Inhibition of ribonucleotide reductase and growth of human colon carcinoma HT-29 cells and mouse leukemia L1210 cells by N-hydroxy- N′-aminoguanidine derivatives

Abstract

A series of N-hydroxy- N′-aminoguanidine (HAG) derivatives were studied and compared for their effects on ribonucleotide reductase activity in cell-free extracts; on nucleic acid synthesis and the growth of human colon carcinoma HT-29 cells; and on mouse leukemia L1210 cells in culture. The HAG derivatives [RCHNNHC(NH)NHOH-tosylate] studied could be grouped as; (1) hydroxy-benzylidines; (2) methoxybenzylidines; and (3) nitrobenzylidines substituted at the R position. 2′-Hydroxybenzylidine-HAG, the lead compound, was relatively active in both HT-29 cells and L1210 cells (20 ± 5 and 13 ± 4 μM for 50% inhibition of HT-29 and L1210 cell growth respectively). The monohydroxybenzylidene compounds were generally more active than the dihydroxy- and trihy-droxybenzylidene-HAG derivatives. The methoxybenzylidene-HAGs were as active as the monohy-droxybenzylidene-HAGs. 2′-Hydroxy-4′-methoxybenzylidene-HAG was much more active than 2′,4′-dihydroxybenzylidene-HAG. The mononitrobenzylidene-HAGs were more active than the dinitro-benzylidene-HAG compound. In general, L1210 cells were more sensitive to the effects of the HAG compounds than were HT-29 cells. There was good agreement between the concentration of drug required to inhibit the growth of HT-29 cells and that required to inhibit the growth of L1210 cells. There was also good correlation between the ability of HAG derivatives to inhibit ribonucleotide reductase activity and to inhibit tumor cell growth.
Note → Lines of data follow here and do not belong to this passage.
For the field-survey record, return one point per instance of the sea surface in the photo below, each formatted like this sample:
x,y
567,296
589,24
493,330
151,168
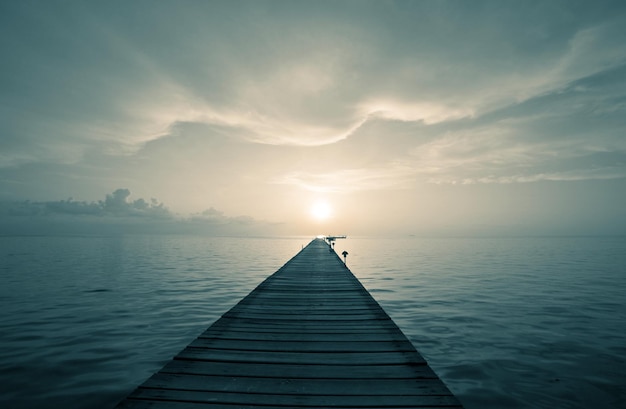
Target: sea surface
x,y
506,323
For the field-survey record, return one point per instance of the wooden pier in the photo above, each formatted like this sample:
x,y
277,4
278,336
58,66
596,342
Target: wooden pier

Some derivatives, such as 2′,3′,4′- and 3′,4′,5′-trihydroxybenzylidene-HAG inhibited L1210 cell growth by 50% at lower concentrations (7.8 and 11.9 μM respectively) than the concentrations needed for 50% inhibition of HT-29 cell growth (196 and 234 μM respectively) and ribonucleotide reductase activity (122 and 188 μM respectively). The studies of nucleic acid synthesis in L1210 cells using [ 3H]cytidine as a precursor showed that 2′,3′,4′-trihy-droxybenzylidine-HAG inhibited DNA synthesis at a lower concentration (29 μM for 50% inhibition) than was needed for the inhibition of RNA synthesis and formation of [ 3H]deoxycytidine nucleotides in the acid-soluble fraction (320 and 820 μM for 50% inhibition respectively). These results indicate that 2′,3′,4′-trihydroxybenzylidine-HAG inhibits DNA synthesis in L1210 cells through other mechanisms rather than exclusively through the inhibition of ribonucleotide reductase activity.